A world-renowned, government-backed, scientific asset which has attracted co-investment from a whole host of organisations here in the UK. We want to see our research ventures catalyst supporting a new wave of scientific institutions and units like this to tackle some of the biggest challenges of our time.

We are asking those keen to participate in these ventures to register their interest now. We’ll be launching an open call this summer, where we will invite applications from those with bold visions to take their research to the next level.


One of the ways UK researchers, universities, and businesses have been supported in the past is through Horizon Europe.

We are actively moving forward with discussions on the UK’s involvement in this programme and I know this might be an important theme for many here today. We’re clear that we hope these negotiations will be successful. But we’re equally clear that our participation must work for UK researchers, businesses and taxpayers too.

So, although association is our hope, if we are unable to secure it on fair and appropriate terms, we will instead implement our bold and ambitious alternative – Pioneer. It would receive the same amount of funding as the UK would have paid under Horizon from 2021 to 2027.

Pioneer would trailblaze innovative new funding approaches with significant, targeted investment in R&D, infrastructure and programmes to attract and retain exceptional talent.

Our priority in all of this is to ensure the UK’s R&D sector receives the maximum level of support to continue ground-breaking research and collaboration with international partners.

That’s what Pioneer would achieve. And we have been engaging with the sector to shape the best possible plan for the UK’s continued scientific and technological advancement.

Industry secondments

In support of that ambition too, my department recently announced the launch of an Expert Exchange programme.

We want the work of government to be informed by those who have direct experience of working in the science and technology sectors – who know the challenges of getting the best innovations out of the lab and onto the market.

So, we’re offering a whole host of opportunities across our science divisions, our cyber, data and digital infrastructure work, as well as AI, blockchain and other growth industries.

Our secondees gain first-hand experience of working in a government department on placements of up to 9 months.

It’s a fantastic opportunity to foster collaboration between the government, industry and experts on some of the most important issues facing these sectors and society today.
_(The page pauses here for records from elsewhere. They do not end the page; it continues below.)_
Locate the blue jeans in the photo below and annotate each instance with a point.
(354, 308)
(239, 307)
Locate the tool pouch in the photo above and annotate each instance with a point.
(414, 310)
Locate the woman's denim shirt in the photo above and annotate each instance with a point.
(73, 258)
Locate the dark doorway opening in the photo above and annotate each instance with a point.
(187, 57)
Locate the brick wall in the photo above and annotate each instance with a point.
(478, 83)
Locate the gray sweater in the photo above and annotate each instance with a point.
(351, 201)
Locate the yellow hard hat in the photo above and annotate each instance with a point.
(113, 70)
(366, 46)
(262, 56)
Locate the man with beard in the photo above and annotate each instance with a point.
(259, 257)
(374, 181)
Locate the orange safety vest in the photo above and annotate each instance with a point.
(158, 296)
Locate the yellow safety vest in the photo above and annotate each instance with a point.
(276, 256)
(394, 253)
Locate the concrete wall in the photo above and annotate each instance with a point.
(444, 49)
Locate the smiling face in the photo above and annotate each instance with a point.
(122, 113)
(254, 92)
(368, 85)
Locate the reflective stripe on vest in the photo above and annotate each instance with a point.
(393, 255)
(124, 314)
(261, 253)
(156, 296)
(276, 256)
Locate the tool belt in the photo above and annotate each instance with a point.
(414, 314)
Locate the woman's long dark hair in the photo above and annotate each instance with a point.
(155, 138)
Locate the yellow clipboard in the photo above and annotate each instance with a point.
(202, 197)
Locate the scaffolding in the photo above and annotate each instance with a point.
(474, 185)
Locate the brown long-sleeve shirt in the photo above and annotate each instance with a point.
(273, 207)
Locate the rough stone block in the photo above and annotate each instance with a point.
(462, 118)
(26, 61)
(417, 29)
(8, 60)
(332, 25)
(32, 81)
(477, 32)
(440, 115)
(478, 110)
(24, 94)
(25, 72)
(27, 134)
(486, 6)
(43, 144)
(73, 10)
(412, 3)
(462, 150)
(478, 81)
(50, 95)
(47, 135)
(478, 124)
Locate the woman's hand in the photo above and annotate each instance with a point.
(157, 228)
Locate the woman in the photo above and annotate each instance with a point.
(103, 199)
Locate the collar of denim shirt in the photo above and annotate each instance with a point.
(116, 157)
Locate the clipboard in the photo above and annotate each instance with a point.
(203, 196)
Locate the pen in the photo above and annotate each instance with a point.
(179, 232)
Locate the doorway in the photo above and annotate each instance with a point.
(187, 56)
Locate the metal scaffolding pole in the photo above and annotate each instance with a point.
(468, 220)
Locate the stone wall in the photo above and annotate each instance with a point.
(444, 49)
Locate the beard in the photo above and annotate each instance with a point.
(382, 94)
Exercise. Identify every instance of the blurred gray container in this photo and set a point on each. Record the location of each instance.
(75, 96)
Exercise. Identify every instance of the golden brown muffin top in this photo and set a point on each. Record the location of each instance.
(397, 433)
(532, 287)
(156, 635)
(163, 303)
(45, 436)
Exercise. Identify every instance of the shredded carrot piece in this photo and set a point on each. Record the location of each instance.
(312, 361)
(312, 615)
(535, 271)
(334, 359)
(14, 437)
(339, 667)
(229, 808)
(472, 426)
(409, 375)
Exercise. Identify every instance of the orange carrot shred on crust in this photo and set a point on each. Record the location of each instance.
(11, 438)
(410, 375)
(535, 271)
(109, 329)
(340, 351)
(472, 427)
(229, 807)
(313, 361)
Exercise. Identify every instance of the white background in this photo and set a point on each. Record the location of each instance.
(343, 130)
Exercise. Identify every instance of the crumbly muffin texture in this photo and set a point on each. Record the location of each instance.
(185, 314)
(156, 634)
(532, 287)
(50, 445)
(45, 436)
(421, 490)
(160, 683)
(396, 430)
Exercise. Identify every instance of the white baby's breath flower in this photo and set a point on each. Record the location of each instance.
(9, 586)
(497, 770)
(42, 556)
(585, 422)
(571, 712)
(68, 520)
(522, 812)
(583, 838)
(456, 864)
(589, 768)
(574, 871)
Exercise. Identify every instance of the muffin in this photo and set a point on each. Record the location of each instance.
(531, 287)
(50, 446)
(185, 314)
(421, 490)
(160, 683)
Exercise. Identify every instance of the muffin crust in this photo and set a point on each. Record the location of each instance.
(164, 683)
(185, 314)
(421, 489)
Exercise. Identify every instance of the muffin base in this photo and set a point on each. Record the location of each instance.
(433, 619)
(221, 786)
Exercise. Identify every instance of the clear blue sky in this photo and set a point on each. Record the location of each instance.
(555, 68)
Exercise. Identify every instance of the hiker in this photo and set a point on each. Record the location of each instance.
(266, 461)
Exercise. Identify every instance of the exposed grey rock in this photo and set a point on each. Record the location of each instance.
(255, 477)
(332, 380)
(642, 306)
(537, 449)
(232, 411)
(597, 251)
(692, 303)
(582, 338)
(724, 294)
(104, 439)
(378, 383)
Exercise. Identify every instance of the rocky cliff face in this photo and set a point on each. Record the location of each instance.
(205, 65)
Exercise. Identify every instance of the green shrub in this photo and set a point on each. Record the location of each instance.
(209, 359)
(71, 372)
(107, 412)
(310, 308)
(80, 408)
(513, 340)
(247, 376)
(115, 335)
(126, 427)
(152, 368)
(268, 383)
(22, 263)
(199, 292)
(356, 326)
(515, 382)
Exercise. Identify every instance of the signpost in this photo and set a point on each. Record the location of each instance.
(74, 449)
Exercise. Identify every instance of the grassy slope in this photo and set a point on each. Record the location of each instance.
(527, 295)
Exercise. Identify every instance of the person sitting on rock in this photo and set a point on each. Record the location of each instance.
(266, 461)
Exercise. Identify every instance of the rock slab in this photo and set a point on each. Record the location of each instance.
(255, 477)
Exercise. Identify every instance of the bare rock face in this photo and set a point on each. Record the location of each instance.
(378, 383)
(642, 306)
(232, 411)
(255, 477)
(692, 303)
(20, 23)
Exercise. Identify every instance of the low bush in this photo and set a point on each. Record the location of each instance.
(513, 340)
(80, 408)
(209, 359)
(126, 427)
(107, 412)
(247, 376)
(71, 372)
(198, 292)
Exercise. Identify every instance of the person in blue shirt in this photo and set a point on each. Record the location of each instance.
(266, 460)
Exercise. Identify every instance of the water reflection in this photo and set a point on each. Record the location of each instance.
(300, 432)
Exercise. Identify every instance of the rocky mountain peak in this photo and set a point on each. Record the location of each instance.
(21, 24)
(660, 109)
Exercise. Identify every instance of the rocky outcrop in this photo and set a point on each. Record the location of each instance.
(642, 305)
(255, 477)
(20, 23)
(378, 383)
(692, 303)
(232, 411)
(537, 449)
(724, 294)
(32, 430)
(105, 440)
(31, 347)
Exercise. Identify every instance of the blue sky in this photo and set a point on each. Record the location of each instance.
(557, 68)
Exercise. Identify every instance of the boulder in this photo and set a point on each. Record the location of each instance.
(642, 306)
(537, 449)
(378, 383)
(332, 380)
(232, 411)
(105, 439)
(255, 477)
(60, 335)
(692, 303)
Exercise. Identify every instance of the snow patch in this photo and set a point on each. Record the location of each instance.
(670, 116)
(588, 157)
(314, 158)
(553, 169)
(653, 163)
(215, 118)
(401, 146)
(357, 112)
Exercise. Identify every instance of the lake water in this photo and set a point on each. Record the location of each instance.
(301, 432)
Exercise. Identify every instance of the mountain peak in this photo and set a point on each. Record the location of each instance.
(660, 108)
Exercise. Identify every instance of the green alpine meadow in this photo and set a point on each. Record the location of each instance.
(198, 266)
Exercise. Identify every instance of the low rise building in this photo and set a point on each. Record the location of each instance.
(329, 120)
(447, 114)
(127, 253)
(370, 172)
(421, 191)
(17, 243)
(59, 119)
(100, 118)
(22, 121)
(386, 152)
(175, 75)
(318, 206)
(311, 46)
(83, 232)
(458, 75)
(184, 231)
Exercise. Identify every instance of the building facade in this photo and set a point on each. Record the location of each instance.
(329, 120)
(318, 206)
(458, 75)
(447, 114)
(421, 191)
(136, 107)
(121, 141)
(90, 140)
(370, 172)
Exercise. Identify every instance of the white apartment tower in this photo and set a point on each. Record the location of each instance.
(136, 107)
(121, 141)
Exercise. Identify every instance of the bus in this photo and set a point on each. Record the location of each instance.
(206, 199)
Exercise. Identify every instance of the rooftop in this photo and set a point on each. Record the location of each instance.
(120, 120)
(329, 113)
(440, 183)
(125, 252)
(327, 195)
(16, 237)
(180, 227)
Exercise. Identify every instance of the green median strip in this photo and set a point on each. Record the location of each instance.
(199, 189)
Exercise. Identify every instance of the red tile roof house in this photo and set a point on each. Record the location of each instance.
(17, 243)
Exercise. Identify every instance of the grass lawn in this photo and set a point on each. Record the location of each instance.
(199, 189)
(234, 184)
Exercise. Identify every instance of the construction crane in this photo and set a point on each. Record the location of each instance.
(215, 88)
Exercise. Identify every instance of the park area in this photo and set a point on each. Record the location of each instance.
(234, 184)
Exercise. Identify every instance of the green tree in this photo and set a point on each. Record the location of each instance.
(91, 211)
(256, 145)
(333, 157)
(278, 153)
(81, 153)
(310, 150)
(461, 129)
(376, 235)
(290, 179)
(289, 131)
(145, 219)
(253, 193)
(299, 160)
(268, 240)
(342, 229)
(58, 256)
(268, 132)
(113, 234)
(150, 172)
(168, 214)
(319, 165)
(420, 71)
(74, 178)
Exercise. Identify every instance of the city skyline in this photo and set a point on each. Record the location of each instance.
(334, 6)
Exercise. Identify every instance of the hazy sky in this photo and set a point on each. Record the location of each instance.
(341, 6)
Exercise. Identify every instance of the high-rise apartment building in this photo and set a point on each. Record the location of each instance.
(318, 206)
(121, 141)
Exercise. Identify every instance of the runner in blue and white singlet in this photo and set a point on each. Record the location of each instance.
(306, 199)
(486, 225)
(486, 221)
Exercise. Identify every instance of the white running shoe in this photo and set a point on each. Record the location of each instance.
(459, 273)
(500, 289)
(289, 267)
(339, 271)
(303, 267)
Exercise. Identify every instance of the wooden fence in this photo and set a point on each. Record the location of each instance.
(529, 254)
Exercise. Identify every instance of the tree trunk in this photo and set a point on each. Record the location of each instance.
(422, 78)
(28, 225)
Secondees already working in the department have described their experiences as hugely beneficial.

And we see this as a two-way street so we’re also encouraging DSIT civil servants to undertake placements in industry and academia too - so they gain a deeper understanding of the sectors for which they set policy.

This is an approach firmly rooted in international best practice with the ambition of creating a community of secondees that are mutually beneficial to both industry and government, long after these secondments end.

We’re keen to hear from anyone interested in taking forward these types of partnerships so, if you are interested please do get in touch with my team today or through the organisers of today’s conference.


These are just some of the ways in which this government is securing the UK’s status as a true science and tech superpower.

Working with our partners in business, UKRI and academia, we are using our collective strength to drive forward innovation and growth while delivering real improvements to people’s lives.

Adhering to Marie Curie’s philosophy that nothing in life is to be feared, only to be understood, we are harnessing new technologies to further our understanding of life-threatening diseases and injuries.

And we are using science to build a more dynamic and competitive economy in which our boldest British businesses have the tools and backing they need to succeed.

That’s our vision. Working together that’s what I hope we’ll deliver.

Thank you and I hope you have a great conference.